Can Big Tech change course? Hear Kara Swisher and Ev Williams in conversation at Collision

Can Big Tech change course? Hear Kara Swisher and Ev Williams in conversation at Collision

After years of high-octane growth, news of problems at Big Tech companies keeps piling up. The limits to Silicon Valley’s move-fast-and-break-things mantra are now surfacing as a trail of unintended consequences lingering in the tech giants’ wake.

From fake news and online hate speech to privacy violations and the lack of diversity in tech companies, there have been many side-effects of the growth-at-all-costs mindset that saw the world primarily as a series of engineering problems to be optimized.

The question is: Can the ship be turned around? And if so, how?

Few people are better qualified to answer that than veteran Silicon Valley journalist Kara Swisher and Twitter co-founder Ev Williams, who will be appearing together in conversation at Toronto’s Collision conference in May.

Swisher and Williams both had ringside seats to the West Coast tech boom in the 90s. Swisher started writing a column on the San Francisco tech scene for the Wall Street Journal back in 1997 and later launched the tech conference All Things Digital, as well as the Recode website. She has interviewed every major name in the industry and broke stories like Facebook’s hiring of Sheryl Sandberg.

Meanwhile, Williams launched Blogger, one of the first blog publishing systems, in 1999 before co-founding Twitter, where he was CEO for two years, and then creating Medium, the publishing platform.

Their personal style could hardly be more different – Swisher is the outspoken self-described “grumpy lady of tech;” Williams calls himself shy and speaks with an engineer’s precision – but both have been calling for a course correction by the major tech companies, so expect some frank dialogue during their Toronto appearance.

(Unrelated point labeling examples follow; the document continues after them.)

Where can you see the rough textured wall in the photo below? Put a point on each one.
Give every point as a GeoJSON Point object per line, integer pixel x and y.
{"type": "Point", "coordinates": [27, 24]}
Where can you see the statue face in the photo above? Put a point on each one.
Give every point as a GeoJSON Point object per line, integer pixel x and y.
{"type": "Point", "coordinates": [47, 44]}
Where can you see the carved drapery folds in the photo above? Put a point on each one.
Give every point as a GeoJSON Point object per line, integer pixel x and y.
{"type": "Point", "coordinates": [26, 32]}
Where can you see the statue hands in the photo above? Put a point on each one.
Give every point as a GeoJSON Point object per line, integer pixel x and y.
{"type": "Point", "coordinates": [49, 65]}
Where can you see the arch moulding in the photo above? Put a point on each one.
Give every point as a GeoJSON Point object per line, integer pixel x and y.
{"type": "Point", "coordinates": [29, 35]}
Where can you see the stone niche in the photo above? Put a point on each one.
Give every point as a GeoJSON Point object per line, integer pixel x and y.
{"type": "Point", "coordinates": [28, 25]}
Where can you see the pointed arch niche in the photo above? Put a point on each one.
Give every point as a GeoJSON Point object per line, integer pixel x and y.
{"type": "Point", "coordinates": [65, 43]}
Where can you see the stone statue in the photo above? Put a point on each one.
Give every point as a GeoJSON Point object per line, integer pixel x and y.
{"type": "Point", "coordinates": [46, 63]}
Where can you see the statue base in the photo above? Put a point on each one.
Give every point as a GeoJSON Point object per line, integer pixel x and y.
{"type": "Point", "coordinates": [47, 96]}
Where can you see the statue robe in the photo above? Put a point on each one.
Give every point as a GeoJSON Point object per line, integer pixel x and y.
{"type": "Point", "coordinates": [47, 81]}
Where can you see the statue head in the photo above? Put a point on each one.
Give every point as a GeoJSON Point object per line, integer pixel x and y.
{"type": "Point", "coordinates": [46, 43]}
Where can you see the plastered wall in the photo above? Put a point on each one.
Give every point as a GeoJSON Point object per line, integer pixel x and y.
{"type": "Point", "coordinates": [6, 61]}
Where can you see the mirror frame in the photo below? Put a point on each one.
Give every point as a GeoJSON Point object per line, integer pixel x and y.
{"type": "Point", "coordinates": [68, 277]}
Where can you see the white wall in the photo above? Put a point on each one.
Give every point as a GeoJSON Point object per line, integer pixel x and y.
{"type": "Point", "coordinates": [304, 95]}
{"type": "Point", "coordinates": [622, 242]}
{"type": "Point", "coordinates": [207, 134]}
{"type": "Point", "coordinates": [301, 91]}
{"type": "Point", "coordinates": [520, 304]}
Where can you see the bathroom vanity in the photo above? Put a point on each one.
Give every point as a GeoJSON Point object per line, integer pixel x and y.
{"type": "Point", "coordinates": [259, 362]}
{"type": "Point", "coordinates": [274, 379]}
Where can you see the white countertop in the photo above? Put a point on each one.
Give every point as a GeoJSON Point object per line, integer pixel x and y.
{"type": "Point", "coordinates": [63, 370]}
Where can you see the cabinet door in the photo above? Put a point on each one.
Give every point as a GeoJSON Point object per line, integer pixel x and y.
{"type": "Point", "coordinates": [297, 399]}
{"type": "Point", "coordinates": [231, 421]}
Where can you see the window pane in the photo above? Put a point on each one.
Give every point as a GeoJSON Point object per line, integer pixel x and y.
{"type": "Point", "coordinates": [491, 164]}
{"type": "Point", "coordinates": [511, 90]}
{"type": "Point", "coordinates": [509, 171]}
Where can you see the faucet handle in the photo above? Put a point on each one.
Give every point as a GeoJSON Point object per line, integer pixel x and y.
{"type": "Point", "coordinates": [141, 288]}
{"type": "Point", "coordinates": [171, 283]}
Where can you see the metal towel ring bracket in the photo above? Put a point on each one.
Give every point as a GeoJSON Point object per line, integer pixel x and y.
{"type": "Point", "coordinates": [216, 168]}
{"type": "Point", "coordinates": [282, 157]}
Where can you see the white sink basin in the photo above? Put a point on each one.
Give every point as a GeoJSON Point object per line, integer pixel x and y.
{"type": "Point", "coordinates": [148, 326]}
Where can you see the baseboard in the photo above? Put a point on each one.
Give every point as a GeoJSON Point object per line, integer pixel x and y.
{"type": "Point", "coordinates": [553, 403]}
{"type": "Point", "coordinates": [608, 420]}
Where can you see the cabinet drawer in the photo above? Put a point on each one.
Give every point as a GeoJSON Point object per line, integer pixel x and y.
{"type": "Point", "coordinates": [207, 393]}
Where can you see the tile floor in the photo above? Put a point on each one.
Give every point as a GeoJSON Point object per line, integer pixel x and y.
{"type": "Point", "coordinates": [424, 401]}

In a 2017 New York Times article, Williams declared “the internet is broken” and acknowledged that the online obsession with views, clicks and likes only rewards sensationalist and extreme content at the expense of more balanced voices. After several iterations of Medium, Williams has ditched advertising on the site and turned to a subscription model instead, which he believes will give it the freedom to surface the worthiest content, rather than click-bait.

For her part, Swisher has dismissed the big tech companies’ much-repeated aspirations to change the world as “twaddle,” and has called Facebook, Twitter and YouTube “digital arms dealers” for their role in polarizing debate. She has joined calls for the U.S. Congress to legislate a bill of rights for the internet that puts people back in control of their own data.

Swisher previously interviewed Williams at the Code/Media conference where they dived into the murky waters of ethics and responsibility around the content that platforms host on their sites. And, if that interview is any indication, their conversation at Collision should be interesting.

Referencing a Medium post in which Williams had responded to a journalist’s critical story with some colourful language, Swisher opened with the question: “Do you want to start with the state of your management at Twitter, or do you want to start about what I have to say to get you to tell me to **** off?”

Buckle up, this one could get lively.

Kara Swisher and Ev Williams appear at Collision, one of the world’s biggest tech conferences, in Toronto. The conference will draw over 25,000 global attendees to the city for four days of programming across 15 tracks.